The battle between the raincoats and the beach towels showed up last week in new annuity issuer sales survey data from Wink.
Overall deferred annuity sales increased just 2.2% between the first quarter of 2021 and the first quarter of this year, to $60 billion.
Sales of the kinds of non-variable products that can protect your clients against loss of account value, even in severe downturns, performed much better than sales of products without account value guarantees — but savers preferred the non-variable products that gave them the most chance to profit from investment market gains.
What It Means
Clients might be buying more non-variable products partly because rising interest rates have made guaranteed products look more attractive.
But clients might also be thinking that any volatility related to Russia's invasion of Ukraine and other geopolitical issues, such as the COVID-19 pandemic, will be short-lived, and that investment prices will soon pop back up.
The Numbers
Here's a look at how sales of some of the types of annuities Wink tracks changed between the first quarter of 2021 and the latest quarter:
- Non-variable indexed annuities: $17 billion (up 15%).
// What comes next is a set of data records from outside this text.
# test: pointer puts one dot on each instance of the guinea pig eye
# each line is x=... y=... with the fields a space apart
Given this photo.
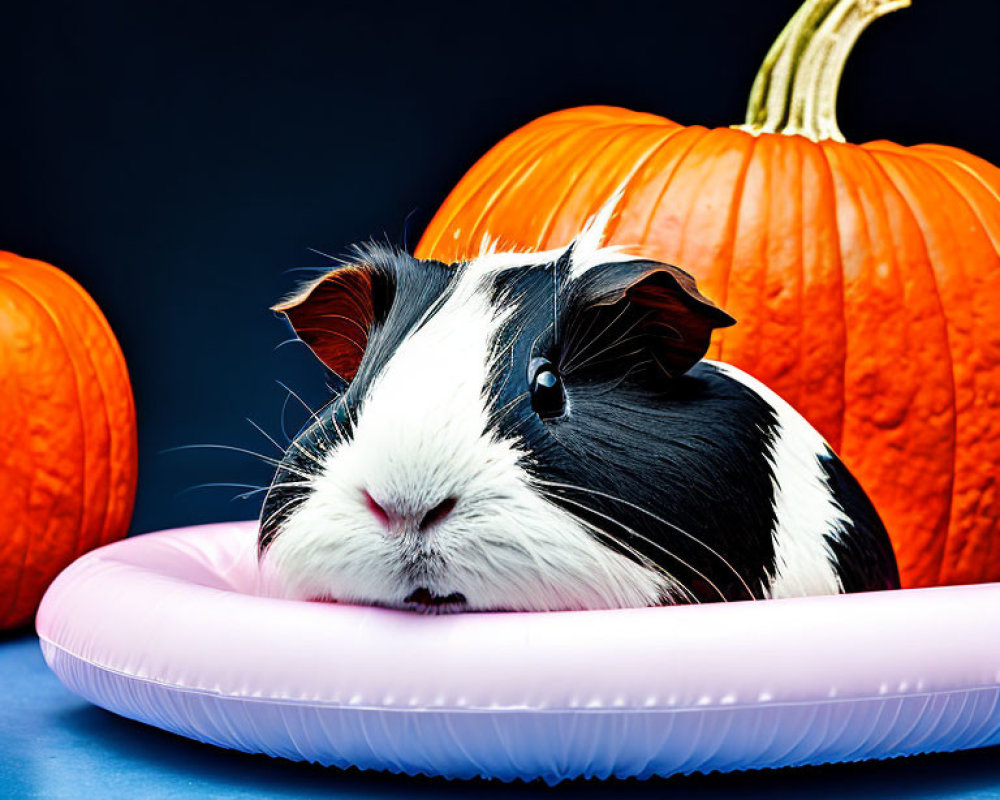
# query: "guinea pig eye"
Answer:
x=548 y=398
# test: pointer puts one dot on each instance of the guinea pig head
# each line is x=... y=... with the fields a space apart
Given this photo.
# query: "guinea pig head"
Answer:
x=479 y=454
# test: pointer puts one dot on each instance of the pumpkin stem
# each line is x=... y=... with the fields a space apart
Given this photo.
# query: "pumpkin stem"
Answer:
x=795 y=91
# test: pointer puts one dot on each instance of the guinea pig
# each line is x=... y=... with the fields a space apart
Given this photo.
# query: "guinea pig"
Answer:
x=538 y=431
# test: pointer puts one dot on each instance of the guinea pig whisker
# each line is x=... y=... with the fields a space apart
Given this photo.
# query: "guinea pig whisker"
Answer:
x=220 y=485
x=267 y=459
x=307 y=453
x=640 y=537
x=312 y=414
x=360 y=347
x=646 y=561
x=647 y=512
x=591 y=362
x=499 y=412
x=265 y=434
x=354 y=322
x=577 y=364
x=625 y=377
x=583 y=335
x=283 y=485
x=591 y=340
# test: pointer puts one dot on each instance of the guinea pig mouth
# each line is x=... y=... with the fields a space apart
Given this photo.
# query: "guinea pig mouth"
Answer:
x=423 y=599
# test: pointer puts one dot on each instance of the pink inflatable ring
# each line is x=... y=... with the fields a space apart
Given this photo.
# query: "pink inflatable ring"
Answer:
x=176 y=629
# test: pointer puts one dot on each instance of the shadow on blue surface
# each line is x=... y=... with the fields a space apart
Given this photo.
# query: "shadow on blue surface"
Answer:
x=62 y=747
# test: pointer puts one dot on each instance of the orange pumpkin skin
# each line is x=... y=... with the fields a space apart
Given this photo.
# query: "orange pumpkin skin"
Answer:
x=68 y=458
x=865 y=280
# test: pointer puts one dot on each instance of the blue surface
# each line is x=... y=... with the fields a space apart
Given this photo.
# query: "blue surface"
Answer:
x=55 y=745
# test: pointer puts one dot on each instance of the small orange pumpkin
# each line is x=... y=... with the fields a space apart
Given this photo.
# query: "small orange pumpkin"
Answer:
x=865 y=278
x=68 y=457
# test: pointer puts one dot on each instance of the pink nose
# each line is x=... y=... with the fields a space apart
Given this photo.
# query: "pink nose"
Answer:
x=395 y=520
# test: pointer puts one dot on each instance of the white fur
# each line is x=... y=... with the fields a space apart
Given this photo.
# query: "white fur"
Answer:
x=806 y=513
x=421 y=437
x=588 y=247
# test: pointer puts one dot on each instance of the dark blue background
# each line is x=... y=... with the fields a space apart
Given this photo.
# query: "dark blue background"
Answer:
x=179 y=158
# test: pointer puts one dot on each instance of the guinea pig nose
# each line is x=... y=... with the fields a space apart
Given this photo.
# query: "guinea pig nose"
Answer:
x=438 y=513
x=395 y=520
x=380 y=513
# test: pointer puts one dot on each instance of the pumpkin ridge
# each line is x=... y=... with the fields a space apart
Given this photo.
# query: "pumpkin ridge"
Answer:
x=876 y=164
x=615 y=221
x=526 y=166
x=944 y=565
x=821 y=148
x=567 y=193
x=933 y=165
x=460 y=196
x=11 y=612
x=67 y=326
x=651 y=215
x=933 y=162
x=731 y=226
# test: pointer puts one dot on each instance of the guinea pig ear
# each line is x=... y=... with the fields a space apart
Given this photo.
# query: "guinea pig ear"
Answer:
x=661 y=303
x=335 y=314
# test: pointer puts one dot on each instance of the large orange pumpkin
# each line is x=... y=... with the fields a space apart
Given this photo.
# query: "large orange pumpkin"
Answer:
x=865 y=278
x=67 y=436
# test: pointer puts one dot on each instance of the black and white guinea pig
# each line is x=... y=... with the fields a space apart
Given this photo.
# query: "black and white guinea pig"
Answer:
x=537 y=431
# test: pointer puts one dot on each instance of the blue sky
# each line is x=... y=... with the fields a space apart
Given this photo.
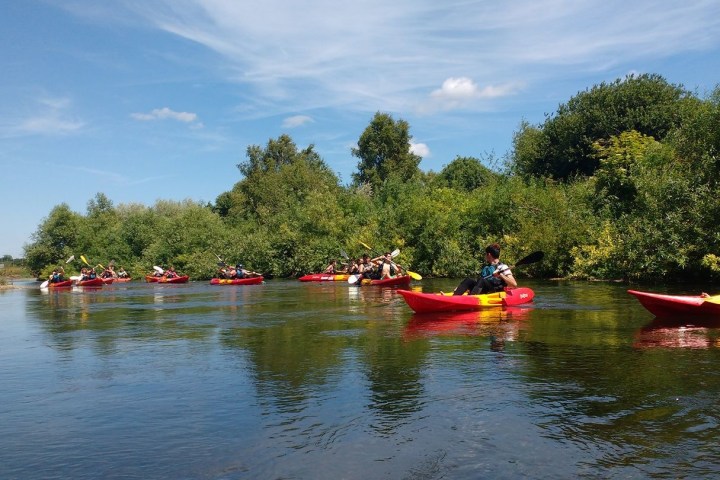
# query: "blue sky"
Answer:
x=159 y=99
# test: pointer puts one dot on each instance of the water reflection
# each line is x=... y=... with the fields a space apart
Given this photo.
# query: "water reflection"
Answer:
x=679 y=332
x=500 y=325
x=270 y=380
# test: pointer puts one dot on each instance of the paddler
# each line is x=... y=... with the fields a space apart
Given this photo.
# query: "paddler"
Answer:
x=494 y=276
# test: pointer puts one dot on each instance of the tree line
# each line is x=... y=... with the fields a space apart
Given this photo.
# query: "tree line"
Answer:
x=618 y=183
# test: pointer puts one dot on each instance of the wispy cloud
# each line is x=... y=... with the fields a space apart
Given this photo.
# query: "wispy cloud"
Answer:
x=320 y=55
x=50 y=116
x=164 y=114
x=296 y=121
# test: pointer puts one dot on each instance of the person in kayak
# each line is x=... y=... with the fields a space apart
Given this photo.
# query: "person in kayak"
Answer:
x=171 y=273
x=386 y=267
x=331 y=269
x=354 y=267
x=240 y=272
x=56 y=276
x=494 y=275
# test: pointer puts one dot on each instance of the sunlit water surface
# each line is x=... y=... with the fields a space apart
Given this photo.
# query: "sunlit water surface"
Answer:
x=299 y=380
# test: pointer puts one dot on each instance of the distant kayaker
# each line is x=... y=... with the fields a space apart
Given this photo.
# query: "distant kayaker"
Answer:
x=240 y=272
x=56 y=276
x=354 y=267
x=494 y=275
x=331 y=268
x=365 y=267
x=386 y=267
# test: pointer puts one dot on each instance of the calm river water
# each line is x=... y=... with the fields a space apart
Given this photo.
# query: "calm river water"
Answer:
x=291 y=380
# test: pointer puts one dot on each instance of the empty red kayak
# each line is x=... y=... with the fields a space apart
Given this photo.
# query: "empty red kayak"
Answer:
x=324 y=277
x=237 y=281
x=153 y=279
x=95 y=282
x=388 y=282
x=441 y=302
x=662 y=305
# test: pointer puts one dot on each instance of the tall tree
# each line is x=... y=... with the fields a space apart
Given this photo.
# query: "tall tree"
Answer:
x=562 y=147
x=384 y=151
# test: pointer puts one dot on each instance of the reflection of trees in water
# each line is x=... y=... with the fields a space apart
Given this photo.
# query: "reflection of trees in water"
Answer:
x=639 y=402
x=107 y=318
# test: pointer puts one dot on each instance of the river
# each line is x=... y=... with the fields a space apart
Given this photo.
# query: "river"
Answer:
x=291 y=380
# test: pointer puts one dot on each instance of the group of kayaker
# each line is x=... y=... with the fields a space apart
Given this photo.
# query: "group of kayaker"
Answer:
x=57 y=276
x=229 y=272
x=110 y=272
x=378 y=268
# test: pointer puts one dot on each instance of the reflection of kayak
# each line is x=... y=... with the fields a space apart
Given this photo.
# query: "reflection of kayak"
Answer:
x=95 y=282
x=153 y=279
x=491 y=321
x=440 y=302
x=399 y=280
x=324 y=277
x=236 y=281
x=678 y=332
x=662 y=305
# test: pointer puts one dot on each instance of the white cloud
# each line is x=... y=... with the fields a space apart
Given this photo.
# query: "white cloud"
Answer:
x=296 y=121
x=165 y=113
x=299 y=56
x=420 y=149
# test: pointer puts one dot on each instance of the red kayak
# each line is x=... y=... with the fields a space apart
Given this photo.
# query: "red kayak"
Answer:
x=442 y=302
x=662 y=305
x=237 y=281
x=325 y=277
x=95 y=282
x=387 y=282
x=153 y=279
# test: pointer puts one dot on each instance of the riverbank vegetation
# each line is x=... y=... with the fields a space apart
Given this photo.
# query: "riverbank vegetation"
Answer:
x=619 y=183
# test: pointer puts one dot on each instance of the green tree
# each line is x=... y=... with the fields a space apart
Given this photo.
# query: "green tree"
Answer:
x=54 y=239
x=466 y=174
x=562 y=147
x=384 y=151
- Multi-year guaranteed annuity contracts: $15 billion (up 9.9%).
- Traditional fixed annuities: $465 million (up 2.8%).
- Registered index-linked annuities: $9.4 billion (down 4.6%).
- Traditional variable annuities: $19 billion (down 12%).
Wink based the new annuity sales figures on data from 16 index-linked variable annuity issuers, 43 variable annuity issuers, 44 traditional fixed annuity issuers and 68 multi-year guaranteed annuity (MYGA) issuers.
Sales of all types of non-variable deferred annuities Wink tracks increased 12%, year-over-year.
Sales of variable deferred annuities fell 6.9%.
Definitions
A traditional fixed annuity locks in a specified crediting rate for up to one year.